Longitudinal Personalized Dynamics Among Anorexia Nervosa Symptoms, Core Dimensions, and Physiology Predicting Suicide Risk - PROJECT SUMMARY/ABSTRACT
Anorexia nervosa (AN) is a severe mental illness with the highest mortality rate of any psychiatric disorder, with
suicide as the second leading cause of death. Despite extremely high rates of suicide, risk factors for suicidal
ideation (SI) and behaviors/attempts (SA) in this high-risk population are not well understood. While there is
evidence that threat reactivity, stress-response, over-arousal, emotion dysregulation, and agitation contribute
to suicide risk, the dynamic relations among these processes have not been characterized on a
comprehensive, momentary basis. Our scientific premise, developed from our past work, is that the application
of ideation-to-action and network theories will enable the identification of dynamic longitudinal interactions
among core dimensions (e.g., arousal, threat), AN symptoms, and SI/SA both between and within individuals.

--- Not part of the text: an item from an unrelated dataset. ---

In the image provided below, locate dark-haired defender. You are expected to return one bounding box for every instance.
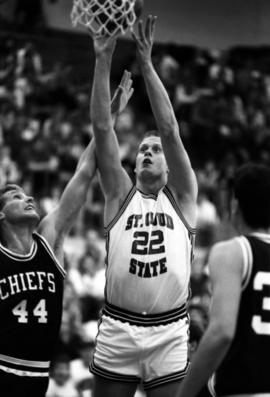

Our study goals are to (1) identify symptom and dimension risk interactions of co-occurring AN and SI/SA
between and within persons, (2) differentiate which risk factors predict SI vs SA and (3) test if these risk factors
predict onset of SI/SA. These goals will ultimately identify which factors should be targeted in novel prevention
and treatment efforts. We will use a multiple units of analysis approach, combined with novel, cutting-edge
advances in suicide and network science. We will collect intensive real-time data on AN and suicide behaviors,
anxiety, over-arousal, emotion regulation, and agitation using mobile technology, as well as
psychophysiological assessment of emotion regulation (via heart-rate variability) and arousal (via
electrodermal activity characterizing over-arousal and acceleration characterizing the sleep-wake cycle), from
230 individuals with a diagnosis of AN/Atypical AN (AAN). At 1-month, 6-month, and one year follow-up we will
test if individual risk factors predict SI/SA. We expect 35-58 participants will have SA across our study period.
Specific aims are to (1) test which symptoms and dimensions across time and between-persons maintain
comorbid SI/SA and AN symptoms, (2) develop personalized network models to identify which suicide and AN
features predict SI/SA within individuals and an exploratory aim (3) to test if there are differences between AN
and AAN. The proposed research uses highly innovative methods, combining intensive longitudinal data
collection methods, measurement of physiological data via wearable sensor technology, and novel advances in
network science to answer previously unresolvable questions pinpointing which individual risk factors
contribute to suicide outcomes. The proposed research has clinical impact. If we identify patterns that
contribute to suicide risk, these data will provide a model of personalized medicine for the entire field of
psychiatry, as well as providing novel intervention targets to prevent and treat AN spectrum illnesses.
Additionally, the algorithms we develop can be used in both (a) clinician friendly software to identify treatment
targets to prevent SI/SA and (b) in wearable alert devices that can disrupt SA before it occurs.